December 06, 2011

Dmitry Medvedev and Vladimir Putin

Dmitry Medvedev and Vladimir Putin

As predicted, United Russia lost ground in Sunday’s Duma elections. In fact, they did worse than expected, and observers inside and outside the country say they would have done even worse if the election had been run fairly and honestly. United Russia will have 238 seats, the Communists 92, Zhirinovsky’s Liberal Democrats 56, and the supposedly Social-Democrat “A Just Russia” 64.

All parties except for United Russia have threatened to file legal complaints, regardless of whether or not they performed well. There are reports of opposition websites being hacked as well as more traditional methods such as multiple voting and intimidation.

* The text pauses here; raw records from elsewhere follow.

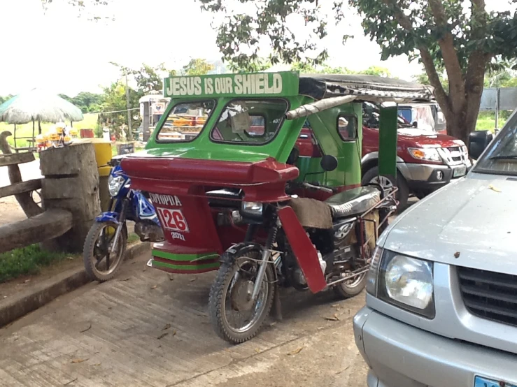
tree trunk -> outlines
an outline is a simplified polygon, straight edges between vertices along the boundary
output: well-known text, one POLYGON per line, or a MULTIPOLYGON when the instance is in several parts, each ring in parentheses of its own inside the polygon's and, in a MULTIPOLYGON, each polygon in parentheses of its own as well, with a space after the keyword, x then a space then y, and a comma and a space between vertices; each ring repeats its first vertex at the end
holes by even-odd
POLYGON ((447 120, 447 134, 459 138, 468 145, 469 135, 476 130, 479 103, 471 100, 459 111, 450 109, 446 112, 443 108, 442 111, 447 120), (472 106, 472 104, 476 105, 472 106))

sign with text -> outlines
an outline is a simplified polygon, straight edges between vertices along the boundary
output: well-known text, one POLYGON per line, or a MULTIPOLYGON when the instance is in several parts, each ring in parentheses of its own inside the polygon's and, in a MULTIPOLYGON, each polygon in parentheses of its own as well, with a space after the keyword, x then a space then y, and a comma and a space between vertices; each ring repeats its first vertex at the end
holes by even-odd
POLYGON ((295 96, 298 82, 294 71, 171 77, 164 80, 164 96, 295 96))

The Duma elections reflected Russian attitudes more than next year’s presidential elections will. Mr. Putin, now prime minister and president-to-be, is not going to lose. There will be no serious candidates against him and if anyone tries to stand, reasons will be found why he or she cannot be registered, cannot hold public meetings, and cannot be in the media. On Election Day, voting stations will be carefully monitored and voters will be told that their vote counts—in their lives and careers as well as those of their families. Even for the Duma elections the only party aside from United Russia given the green light was the Communist, on the mistaken assumption that people would not vote for them. In fact, Reuters and other media outlets described all the opposition parties that did better than expected on Sunday as left-wing. But there is no explanation as to how they might be to the left of United Russia, which has proved to be authoritarian, corrupt, and a believer in what it calls sovereign democracy, otherwise known as state control.

“The world refuses to see Russia as the victim.”

The mantra in the West for years has been that Vladimir Putin, Russia’s once and future president and its present prime minister, is immensely popular in the country. To prove this, United Russia has organized a youth movement, encouraged pop songs about the man, and smiled benevolently at hysterical fan mail that allegedly came from women of all ages. Questions as to why a supposedly popular leader and party need to ban all non-supportive demonstrations, beat up small groups that meet in opposition, and block serious presidential candidates are brushed aside.

The war in the Caucasus has had considerably less coverage under Putin than under Yeltsin. Putin’s government appeared to be just the sort of forceful presence the country needed after the chaos and sudden fall in living standards that weren’t so high in the first place. He imposed order on the tax system and control on the highly unpopular “oligarchs” who had close links with many of the so-called democratic politicians. He presided over a rise in living standards. Anyone who knows the country and remembers what it has been like in the last twenty or thirty years can attest that until very recently, life was considerably better for more people in Russia than it had been in living memory. That counts for a lot, but not forever. As people adjust their expectations they raise them ever higher and become more unruly when there is a fall. Recent economic problems have produced the sort of uncertainty that was endemic under Yeltsin: high unemployment in many parts of the country and displays of incompetence that verge on criminal. Last winter a Moscow airport became a complete shambles. Large areas around the capital had no power during the coldest period. Ships were stuck in the ice for days on end. And those were only the stories that the media reported.